アヤはもう堪らなくなって、何だかソワソワしている様な、泣きそうな様な、何とも言い表しがたい気持ちでいっぱいになった。
「酔っていたのか。そうか、そうだな、あれは本当にいつもと違って陽気なセイラだった」
つい言った言葉にセイラは直ぐに反応した。
「何それ、まるであの時が初めてじゃ無かったみたいな言い方」
「あ、え、うん」
「何を隠しているの?!」
「べ、別に今さら隠す事ではないなぁ」
過去の自分の勘違いと破廉恥な行為を一気に思い出したセイラは、羞恥心で挫けそうな自分を奮い立たせる為にあえて怒っているみたいな言い方でアヤに積めよった。
頬を真っ赤に染めて畳み掛ける様に話すセイラに気圧されつつも、元気なセイラも可愛いな、などと呑気な事を考えながら、アヤはセイラがアヤに気が付くよりもずっと前にセイラを気にしていた事を語った。
最初に気がついたのは匂い。やたらといい匂いのする人間が滅多に人が来ない獣道や山道をチョロチョロしていると思った事。
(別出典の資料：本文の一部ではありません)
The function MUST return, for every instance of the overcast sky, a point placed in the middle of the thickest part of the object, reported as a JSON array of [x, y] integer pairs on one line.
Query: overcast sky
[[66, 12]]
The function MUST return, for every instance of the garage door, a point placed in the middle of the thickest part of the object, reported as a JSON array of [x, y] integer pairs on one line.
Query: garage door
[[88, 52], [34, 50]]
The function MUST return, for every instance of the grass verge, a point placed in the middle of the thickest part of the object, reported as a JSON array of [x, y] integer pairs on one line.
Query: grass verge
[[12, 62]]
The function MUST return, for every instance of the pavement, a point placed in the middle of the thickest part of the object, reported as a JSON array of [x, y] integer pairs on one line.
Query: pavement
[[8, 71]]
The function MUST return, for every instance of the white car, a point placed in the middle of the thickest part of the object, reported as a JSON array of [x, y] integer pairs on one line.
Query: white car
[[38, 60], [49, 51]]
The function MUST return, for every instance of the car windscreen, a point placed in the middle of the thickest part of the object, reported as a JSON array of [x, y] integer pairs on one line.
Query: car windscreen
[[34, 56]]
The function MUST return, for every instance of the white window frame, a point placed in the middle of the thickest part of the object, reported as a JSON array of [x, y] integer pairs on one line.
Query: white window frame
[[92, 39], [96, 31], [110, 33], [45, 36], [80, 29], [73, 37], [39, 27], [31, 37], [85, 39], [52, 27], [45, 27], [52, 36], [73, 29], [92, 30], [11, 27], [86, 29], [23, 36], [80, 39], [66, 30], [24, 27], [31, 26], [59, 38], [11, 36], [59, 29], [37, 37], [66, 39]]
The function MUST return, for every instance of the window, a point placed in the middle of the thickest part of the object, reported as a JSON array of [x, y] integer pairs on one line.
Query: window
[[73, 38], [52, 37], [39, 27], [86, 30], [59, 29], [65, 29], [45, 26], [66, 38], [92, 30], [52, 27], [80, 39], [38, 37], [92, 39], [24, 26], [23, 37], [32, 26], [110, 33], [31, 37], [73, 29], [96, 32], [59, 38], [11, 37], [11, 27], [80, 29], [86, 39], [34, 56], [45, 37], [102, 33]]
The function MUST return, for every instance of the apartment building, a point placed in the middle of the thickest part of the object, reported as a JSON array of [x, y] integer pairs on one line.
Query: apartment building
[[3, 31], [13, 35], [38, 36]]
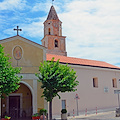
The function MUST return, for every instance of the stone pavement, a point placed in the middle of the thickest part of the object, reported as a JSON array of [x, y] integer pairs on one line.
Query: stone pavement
[[109, 115], [102, 114]]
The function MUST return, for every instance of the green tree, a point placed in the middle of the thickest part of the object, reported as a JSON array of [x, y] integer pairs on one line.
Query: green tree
[[9, 81], [56, 78]]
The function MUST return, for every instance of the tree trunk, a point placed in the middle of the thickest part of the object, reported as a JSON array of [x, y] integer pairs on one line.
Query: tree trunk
[[50, 110]]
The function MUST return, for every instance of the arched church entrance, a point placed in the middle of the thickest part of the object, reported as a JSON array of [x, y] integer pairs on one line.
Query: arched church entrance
[[18, 104]]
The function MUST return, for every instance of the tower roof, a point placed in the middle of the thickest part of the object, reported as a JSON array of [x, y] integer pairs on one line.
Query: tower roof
[[52, 14]]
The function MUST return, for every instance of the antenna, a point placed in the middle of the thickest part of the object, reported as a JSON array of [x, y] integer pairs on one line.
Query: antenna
[[52, 2]]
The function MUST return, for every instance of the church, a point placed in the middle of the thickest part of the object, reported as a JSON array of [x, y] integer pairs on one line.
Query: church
[[97, 79]]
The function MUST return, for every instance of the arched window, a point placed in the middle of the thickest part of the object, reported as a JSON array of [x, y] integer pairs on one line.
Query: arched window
[[49, 31], [44, 43], [56, 43]]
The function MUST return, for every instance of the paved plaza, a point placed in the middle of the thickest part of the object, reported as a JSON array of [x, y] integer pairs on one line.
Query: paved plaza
[[110, 115]]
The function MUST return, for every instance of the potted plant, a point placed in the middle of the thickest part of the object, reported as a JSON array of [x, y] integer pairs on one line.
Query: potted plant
[[6, 118], [43, 113], [64, 114], [35, 116]]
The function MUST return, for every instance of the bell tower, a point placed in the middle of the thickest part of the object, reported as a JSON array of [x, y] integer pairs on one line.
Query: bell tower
[[53, 39]]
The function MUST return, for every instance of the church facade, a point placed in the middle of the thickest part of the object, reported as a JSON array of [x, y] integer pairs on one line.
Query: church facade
[[97, 79], [27, 99]]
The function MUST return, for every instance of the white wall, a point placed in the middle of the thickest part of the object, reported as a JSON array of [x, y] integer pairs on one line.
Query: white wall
[[90, 97]]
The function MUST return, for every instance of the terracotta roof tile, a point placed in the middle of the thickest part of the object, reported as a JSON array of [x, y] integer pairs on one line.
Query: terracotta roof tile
[[82, 62]]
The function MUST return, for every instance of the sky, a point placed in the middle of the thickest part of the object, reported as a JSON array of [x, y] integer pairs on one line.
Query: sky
[[91, 27]]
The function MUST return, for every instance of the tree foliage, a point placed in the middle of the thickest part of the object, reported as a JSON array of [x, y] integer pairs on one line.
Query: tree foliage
[[9, 81], [56, 78]]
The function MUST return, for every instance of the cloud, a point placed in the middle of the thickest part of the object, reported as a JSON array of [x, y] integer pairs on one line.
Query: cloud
[[12, 4]]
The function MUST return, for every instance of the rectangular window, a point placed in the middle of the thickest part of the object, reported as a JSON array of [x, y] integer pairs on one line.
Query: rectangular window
[[63, 104], [95, 82], [114, 82]]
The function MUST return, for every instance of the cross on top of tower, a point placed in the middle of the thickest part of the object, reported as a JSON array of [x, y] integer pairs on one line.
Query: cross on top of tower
[[17, 29]]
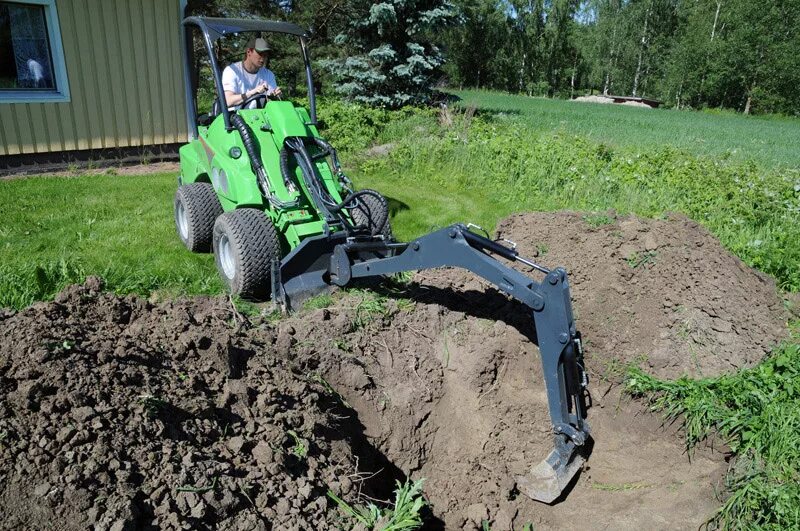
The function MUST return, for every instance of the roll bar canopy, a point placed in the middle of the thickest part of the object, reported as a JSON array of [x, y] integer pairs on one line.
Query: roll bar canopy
[[213, 29]]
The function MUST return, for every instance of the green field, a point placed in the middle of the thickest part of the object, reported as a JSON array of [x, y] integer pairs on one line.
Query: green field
[[769, 141]]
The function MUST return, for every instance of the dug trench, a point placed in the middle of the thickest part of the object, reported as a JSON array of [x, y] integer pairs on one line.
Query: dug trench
[[119, 412]]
この山の生き物は代々決まりで人と出会ってはいけない決まりが有る事。
だからセイラが山に入ると、遠くや影からそっと見ていた事。
あの春の夜に、セイラに見つかる前までの事をかいつまんで話した。
「俺は、発情期になる随分前からお前の匂いが好きだった。
 お前が山に入って来た時、群の中で、一番最初に気が付くのはいつも俺だった。
 雌狼も雄狼の匂いも苦手だった。
 お前の匂いだけが俺を嬉しい気持ちにさせていた。
 俺にしてみれば、お前と番になるのは、きっと生まれた時から決まっていた当たり前の事だったのさ。
 不測の出会いで何もかもがアベコベにはなったが」
そこまで話して、アヤは少し照れながら、口を閉じた。